I ran the same query to know the timestamp associated with the SCN of the standby database as well (note, I ran it on the primary database, though; since it will fail in the standby in a mounted mode):

SQL> select scn_to_timestamp(1301571) from dual;

SCN_TO_TIMESTAMP(1301571)
——————————-
15-DEC-09 07.19.27.000000000 PM

This shows that the standby is two and half days lagging! The data at this point is not just stale; it must be rotten.

The next question is why it would be lagging so far back in the past. This is a 10.2 database where FAL server should automatically resolved any gaps in archived logs. Something must have happened that caused the FAL (fetch archived log) process to fail. To get that answer, first, I checked the alert log of the standby instance. I found these lines that showed the issue clearly:


Fri Dec 18 06:12:26 2009
Waiting for all non-current ORLs to be archived…
Media Recovery Waiting for thread 1 sequence 700
Fetching gap sequence in thread 1, gap sequence 700-700
… …
Fri Dec 18 06:13:27 2009
FAL[client]: Failed to request gap sequence
GAP – thread 1 sequence 700-700
DBID 846390698 branch 697108460
FAL[client]: All defined FAL servers have been attempted.

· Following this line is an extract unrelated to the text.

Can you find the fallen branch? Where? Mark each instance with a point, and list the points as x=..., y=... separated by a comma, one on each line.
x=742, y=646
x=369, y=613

Going back in the alert log, I found these lines:

Tue Dec 15 17:16:15 2009
Fetching gap sequence in thread 1, gap sequence 700-700
Error 12514 received logging on to the standby
FAL[client, MRP0]: Error 12514 connecting to DEL1 for fetching gap sequence
Tue Dec 15 17:16:15 2009
Errors in file /opt/oracle/admin/DEL2/bdump/del2_mrp0_18308.trc:
ORA-12514: TNS:listener does not currently know of service requested in connect descriptor
Tue Dec 15 17:16:45 2009
Error 12514 received logging on to the standby
FAL[client, MRP0]: Error 12514 connecting to DEL1 for fetching gap sequence
Tue Dec 15 17:16:45 2009
Errors in file /opt/oracle/admin/DEL2/bdump/del2_mrp0_18308.trc:
ORA-12514: TNS:listener does not currently know of service requested in connect descriptor

This clearly showed the issue. On December 15th at 17:16:15, the Managed Recovery Process encountered an error while receiving the log information from the primary. The error was ORA-12514 “TNS:listener does not currently know of service requested in connect descriptor”. This is usually the case when the TNS connect string is incorrectly specified. The primary is called DEL1 and there is a connect string called DEL1 in the standby server.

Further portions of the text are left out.